The pond was under shade cloth, but the morning sun struck directly on the water, covered with duckweed and surrounded by ferns. Since last year, the plants have made a veritable jungle around the pond. The soil is rich with earthworms, slugs and beetles; we use no herbicides. Tall tree ferns shade fishbone and maidenhair alike; a chicken and hen fern has become quite spectacular in size. Begonias and native violets added their subtle blooms amid the green foliage and later, in the early evening, nothing will match the sweet, warm perfume of petunias freshly watered. Elephant ears compete with philodendron to be the biggest by the pond; asparagus fern winds its soft tendrils about the butterfly plant.
It was quite an experience to watch the frogs emerge, as the early morning sun cleared the tree tops and lit up the pond. They cared nothing for Ten Sing Tung, who loved to wander among their habitat, curious but only ever looking. They were quite used to him by now and the tinkling bell on his collar let them know where he might be, in their overgrown world.
Eight, ten or even fifteen frogs had already positioned themselves on the veranda rafters in preparation for the day. Deep brown with black spots or bronzed with the green of verdigris of aged copper, they had tucked themselves up, nose to nose in a row. 40 degrees Celsius? Who cares! They sit with their backs less than an inch under the tin roof, waiting for the sun to begin to beat down. How they do not cook every day, we still do not know.
In the shadehouse, amidst the staghorn fern, five or six brilliant green motorcycle frogs had settled themselves in the leaves, pointing outwards so they had the best view of the garden and the world. About six or eight frogs were already in clear view on the philodendron leaves; having coloured themselves soft green, with brown spots, they blended well with their background.
What if you stood very, very still, by the side of the pond? The pond was lush with water grasses. In a few minutes, you would see a pointy nose emerge from the duckweed. Two jewel eyes followed.
Slowly the long, slender toes stretched to their fullness and the lovely, green body followed. Clambering somewhat inelegantly up through the weeds on to a grass stem, the frog takes up its position in the morning sun.

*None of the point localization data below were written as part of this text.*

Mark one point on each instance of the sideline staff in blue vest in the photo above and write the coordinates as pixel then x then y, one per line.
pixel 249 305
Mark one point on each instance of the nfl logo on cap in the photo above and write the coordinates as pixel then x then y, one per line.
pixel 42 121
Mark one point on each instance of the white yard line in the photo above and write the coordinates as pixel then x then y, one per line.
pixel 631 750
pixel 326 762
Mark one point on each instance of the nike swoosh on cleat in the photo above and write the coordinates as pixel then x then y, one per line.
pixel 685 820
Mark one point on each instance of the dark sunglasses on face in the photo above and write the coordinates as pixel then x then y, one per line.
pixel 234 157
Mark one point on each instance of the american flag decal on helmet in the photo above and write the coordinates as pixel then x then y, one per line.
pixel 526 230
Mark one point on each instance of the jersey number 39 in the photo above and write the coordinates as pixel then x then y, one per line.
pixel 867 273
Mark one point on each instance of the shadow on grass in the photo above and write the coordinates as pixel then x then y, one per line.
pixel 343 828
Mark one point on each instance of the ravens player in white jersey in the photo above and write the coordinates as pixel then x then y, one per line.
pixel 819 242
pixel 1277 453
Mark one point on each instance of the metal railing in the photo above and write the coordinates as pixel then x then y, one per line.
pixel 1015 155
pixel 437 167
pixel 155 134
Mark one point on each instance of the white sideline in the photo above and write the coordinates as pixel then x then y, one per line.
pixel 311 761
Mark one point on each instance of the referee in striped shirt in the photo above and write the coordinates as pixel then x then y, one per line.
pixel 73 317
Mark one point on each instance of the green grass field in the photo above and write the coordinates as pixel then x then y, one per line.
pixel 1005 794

Gems of pool water fall from its back, making little droplets of rainbows on the weedy carpet over the water. Its emergence was a statement of confidence.
Noses and toes, clothed with duck weed, began to appear in several directions at once. On to the rocks; up the stem of the water hyacinths; straddling the thick, clumpy groups of water grass stalks with bulbous eyes ever alert for the slightest disturbance.
A Kookaburra laughs. Splash, splash, plop!! The morning confidence evaporated like a spring morning mist. The early risers jumped too, without a moment’s hesitation.
Swish and ripple. Goldfish scooted amongst the muscular legs that propelled brown and green torpedoes back to the sanctuary of the water and the weeds.
Behind the pond was a jungle of spiky, spider plants, bracken, flowering bulbs, ferns and philodendron. They hung over the edge of the water, reflected in the water where the duckweed had drifted away. Soon, there was a soft rustle and the spider plants became alive with little bodies, as they forced themselves to the top of the striped, green and white fronds. Fishbone ferns waved to and fro, like pendulums, with the sudden weight of their acrobatic passengers. The frogs had swum across the pond underwater and used the shelter of the leaves to leave their swamp in their irresistible search for the sun.
Up the leaves they scrambled, sometimes one over the top of another, seeking the platform of the broad leaves which swayed gently in the morning breeze. Five, six, eight fat bodies and the leaf could support no more. The next flotilla docked itself on the leaf next door; those who were too slow or less practiced took up their positions on the stems. A quiet, contented grrrrk, grrrrk murmured somewhere from the back of the pond, as the warmth of the morning sun fell gently on green and brown stippled backs.
With a book in my lap, Teng Sing Tung winding himself around my ankles and the sun on my back, I was content to idle away my time in my frog world.